Masyarakat Perbenihan dan Perbibitan Indonesia (MPPI) mendorong Badan Penelitian dan Pengembangan Pertanian untuk menggenjot riset perbenihan. Riset diharapkan mampu menghasilkan varietas baru yang unggul, tahan serangan hama dan hasil produksi yang lebih baik.
Ketua Umum MPPI, Herman Khaeron mengatakan, agar tidak mengalami gagal panen dan meningkatkan daya saing, Kementerian Pertanian harus terus mengembangkan riset agar mampu menciptakan varietas sendiri. Saat ini, kebutuhan benih banyak dipenuhi oleh perusahaan multinasional, yang pengembangan benihnya menggunakan benih sumber impor.
"Ini adalah salah satu tugas Balitbang Kementan untuk terus melakukan inovasi teknologinya. Sehingga program pemerintah meningkatkan ketahanan benih dalam negeri serta mengurangi impor bisa segera tercapai," katanya kepada politikindonesia.com disela-sela diskusi bertema Pengembangan Teknologi Perbenihan dan Perbibitan Nasional di Jakarta.
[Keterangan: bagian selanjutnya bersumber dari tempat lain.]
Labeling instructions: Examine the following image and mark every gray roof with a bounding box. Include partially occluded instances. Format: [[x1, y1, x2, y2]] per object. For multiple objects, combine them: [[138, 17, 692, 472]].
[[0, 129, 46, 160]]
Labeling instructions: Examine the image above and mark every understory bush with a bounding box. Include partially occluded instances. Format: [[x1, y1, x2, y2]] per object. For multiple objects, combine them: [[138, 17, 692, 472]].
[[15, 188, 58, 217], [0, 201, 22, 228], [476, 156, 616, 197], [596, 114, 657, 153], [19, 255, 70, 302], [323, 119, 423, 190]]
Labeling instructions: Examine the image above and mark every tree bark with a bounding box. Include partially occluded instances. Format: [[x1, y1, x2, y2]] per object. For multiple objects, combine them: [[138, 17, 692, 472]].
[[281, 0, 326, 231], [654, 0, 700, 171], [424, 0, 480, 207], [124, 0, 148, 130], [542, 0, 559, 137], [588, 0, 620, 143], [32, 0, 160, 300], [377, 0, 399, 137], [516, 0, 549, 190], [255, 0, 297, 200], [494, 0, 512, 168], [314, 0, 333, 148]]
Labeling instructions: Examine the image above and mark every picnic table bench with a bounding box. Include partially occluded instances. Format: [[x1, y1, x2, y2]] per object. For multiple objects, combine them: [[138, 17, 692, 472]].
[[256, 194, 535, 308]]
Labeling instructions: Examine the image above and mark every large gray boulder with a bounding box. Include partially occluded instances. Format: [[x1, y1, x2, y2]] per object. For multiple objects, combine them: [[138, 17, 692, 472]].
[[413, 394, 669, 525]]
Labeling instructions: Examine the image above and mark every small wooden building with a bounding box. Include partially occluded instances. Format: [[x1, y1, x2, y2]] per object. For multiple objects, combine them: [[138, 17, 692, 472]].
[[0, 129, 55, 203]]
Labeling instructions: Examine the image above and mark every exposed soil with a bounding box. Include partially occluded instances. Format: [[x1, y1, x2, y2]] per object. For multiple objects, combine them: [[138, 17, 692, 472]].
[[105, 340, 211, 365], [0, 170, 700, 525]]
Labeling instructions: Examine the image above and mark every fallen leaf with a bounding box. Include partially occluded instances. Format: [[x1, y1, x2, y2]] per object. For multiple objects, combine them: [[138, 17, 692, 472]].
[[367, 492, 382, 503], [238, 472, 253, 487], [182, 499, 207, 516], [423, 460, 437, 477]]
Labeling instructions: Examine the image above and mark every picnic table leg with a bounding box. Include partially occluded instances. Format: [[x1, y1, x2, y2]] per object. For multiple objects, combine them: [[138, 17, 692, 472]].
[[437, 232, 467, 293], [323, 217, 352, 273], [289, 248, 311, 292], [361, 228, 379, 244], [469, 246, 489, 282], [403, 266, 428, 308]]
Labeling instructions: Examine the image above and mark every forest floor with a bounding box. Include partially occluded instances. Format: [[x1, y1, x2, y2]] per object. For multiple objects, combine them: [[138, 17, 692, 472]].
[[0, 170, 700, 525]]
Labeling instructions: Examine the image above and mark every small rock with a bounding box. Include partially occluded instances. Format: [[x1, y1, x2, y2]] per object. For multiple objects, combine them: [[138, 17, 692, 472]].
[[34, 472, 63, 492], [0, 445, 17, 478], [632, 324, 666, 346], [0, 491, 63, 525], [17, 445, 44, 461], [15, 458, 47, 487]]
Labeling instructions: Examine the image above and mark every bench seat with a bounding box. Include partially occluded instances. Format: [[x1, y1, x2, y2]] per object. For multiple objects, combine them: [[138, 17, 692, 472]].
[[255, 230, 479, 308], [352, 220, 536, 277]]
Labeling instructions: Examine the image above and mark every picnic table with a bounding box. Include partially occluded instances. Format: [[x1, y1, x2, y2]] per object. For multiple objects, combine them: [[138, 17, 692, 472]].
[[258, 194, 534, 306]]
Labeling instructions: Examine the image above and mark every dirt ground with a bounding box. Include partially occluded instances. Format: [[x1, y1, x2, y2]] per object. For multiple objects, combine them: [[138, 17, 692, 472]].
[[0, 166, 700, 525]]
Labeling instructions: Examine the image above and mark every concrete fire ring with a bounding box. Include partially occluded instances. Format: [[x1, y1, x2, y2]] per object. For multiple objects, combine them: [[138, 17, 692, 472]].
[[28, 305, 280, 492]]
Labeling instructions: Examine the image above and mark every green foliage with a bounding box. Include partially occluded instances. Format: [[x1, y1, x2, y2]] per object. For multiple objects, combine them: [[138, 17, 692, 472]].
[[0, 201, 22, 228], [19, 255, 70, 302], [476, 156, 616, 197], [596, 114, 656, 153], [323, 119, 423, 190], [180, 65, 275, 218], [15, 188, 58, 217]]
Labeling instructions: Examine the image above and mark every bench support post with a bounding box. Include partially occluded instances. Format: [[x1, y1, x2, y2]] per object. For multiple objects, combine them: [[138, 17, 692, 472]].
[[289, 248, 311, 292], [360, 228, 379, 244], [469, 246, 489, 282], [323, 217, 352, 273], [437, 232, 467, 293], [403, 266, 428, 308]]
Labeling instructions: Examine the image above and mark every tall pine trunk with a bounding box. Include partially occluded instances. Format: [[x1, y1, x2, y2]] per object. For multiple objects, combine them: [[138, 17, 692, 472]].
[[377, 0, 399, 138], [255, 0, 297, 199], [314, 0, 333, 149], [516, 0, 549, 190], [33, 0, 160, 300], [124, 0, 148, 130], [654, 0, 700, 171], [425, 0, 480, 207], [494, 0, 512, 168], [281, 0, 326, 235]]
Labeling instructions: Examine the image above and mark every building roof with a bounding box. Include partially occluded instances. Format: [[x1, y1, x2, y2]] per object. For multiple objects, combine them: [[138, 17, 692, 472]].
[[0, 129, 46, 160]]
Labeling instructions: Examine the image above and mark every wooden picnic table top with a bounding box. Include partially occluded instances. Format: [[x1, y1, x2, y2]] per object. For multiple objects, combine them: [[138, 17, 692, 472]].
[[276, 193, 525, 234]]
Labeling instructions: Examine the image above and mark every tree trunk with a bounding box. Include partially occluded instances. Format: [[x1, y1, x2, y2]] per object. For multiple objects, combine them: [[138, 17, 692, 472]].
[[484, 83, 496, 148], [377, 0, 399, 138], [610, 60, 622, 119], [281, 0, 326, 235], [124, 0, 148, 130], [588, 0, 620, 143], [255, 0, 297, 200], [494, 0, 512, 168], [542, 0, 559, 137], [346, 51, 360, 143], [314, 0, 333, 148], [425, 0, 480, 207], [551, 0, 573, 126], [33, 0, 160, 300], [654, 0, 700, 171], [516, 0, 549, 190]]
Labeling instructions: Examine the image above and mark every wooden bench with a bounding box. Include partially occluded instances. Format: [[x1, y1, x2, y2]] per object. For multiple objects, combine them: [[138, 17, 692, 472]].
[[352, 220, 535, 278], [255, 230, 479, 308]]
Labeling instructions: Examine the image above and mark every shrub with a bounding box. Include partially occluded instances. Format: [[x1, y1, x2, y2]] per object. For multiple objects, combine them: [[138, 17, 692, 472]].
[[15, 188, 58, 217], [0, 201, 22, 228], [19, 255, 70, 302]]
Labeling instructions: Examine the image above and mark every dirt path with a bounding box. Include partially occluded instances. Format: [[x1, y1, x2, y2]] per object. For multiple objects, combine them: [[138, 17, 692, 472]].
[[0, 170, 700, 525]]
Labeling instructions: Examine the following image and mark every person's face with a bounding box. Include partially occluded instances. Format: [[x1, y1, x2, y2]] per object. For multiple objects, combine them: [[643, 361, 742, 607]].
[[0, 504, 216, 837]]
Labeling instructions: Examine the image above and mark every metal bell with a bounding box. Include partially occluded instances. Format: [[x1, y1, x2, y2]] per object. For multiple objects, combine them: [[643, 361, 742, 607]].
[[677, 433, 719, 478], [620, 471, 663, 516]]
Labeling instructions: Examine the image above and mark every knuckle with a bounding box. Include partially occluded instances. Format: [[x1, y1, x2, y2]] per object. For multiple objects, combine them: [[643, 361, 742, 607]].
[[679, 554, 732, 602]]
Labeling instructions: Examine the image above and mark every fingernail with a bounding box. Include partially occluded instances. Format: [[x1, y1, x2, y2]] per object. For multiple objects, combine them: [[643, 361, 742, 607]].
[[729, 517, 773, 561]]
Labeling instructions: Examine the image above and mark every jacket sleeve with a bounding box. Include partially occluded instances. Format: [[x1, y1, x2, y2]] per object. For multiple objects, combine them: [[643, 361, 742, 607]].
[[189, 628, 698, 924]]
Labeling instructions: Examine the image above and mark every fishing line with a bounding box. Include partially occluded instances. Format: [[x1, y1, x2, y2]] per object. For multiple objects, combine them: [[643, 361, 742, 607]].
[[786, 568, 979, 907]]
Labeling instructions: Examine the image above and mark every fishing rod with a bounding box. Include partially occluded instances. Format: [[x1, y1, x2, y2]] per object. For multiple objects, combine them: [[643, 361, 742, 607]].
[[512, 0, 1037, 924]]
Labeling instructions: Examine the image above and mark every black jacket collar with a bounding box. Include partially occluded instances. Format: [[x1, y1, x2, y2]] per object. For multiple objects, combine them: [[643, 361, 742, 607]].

Diakuinya, pengembangan benih dalam negeri masih terkendala teknologi dan riset. Sehingga jenis produknya yang kurang beragam, dan volumenya yang masih kurang.
Padahal Indonesia memiliki potensi yang besar untuk mengembangkan benih dan bibit, tapi tidak didukung dengan teknologi yang mumpuni. Oleh karena itu, pihaknya berharap dapat mendorong agar sektor perbenihan dapat lebih maju.
"Kami ingin sekali memperbaiki sistem perbenihan dan pembibitan di Indonesia karena potensinya ada. Namun, di pihak lain pengembangan teknologi yang masih kalah bersaing dengan produk luar negeri. Ke depannya, kami akan berupaya memberikan masukan kepada Kementan terkait pengambilan kebijakan perbenihan dan pembibita. Kami juga akan berkonsolidasi dengan pelaku usaha," ungkapnya.
Sementara itu, Sekretaris Jenderal MPPI, Maman Suherman menambahkan Kementan mencatat hingga pertengahan Agustus 2017 ini, sekitar 67.749 hektare (ha) areal persawahan padi terkena organisme penyakit tumbuhan (OPT) yakni hama wereng coklat. Sehingga Kementan terus berkoordinasi dengan Pemerintah Daerah untuk mengontrol pengendalian hama tersebut agar tidak semakin meluas.
"Serangan hama wereng coklat terbesar terjadi di Jawa, seperti Jawa Timur dan Jawa Tengah. Diluar itu, bersifat spot di Lampung, Bali dan Sulawesi Selatan," ujar Maman yang juga menjabat Setditjen Tanaman Pangan Kementan.
Menurutnya, sebanyak tiga kali luas areal pertanaman padi dibandingkan yang terdampak atau setara 150.000 ha sudah ditanggulanggi. Karena setiap tanaman padi terdapat hama werengnya, tapi resiko itu dapat diminimalisir melalui penggunaan teknologi sederhana misalnya pengapuran lahan .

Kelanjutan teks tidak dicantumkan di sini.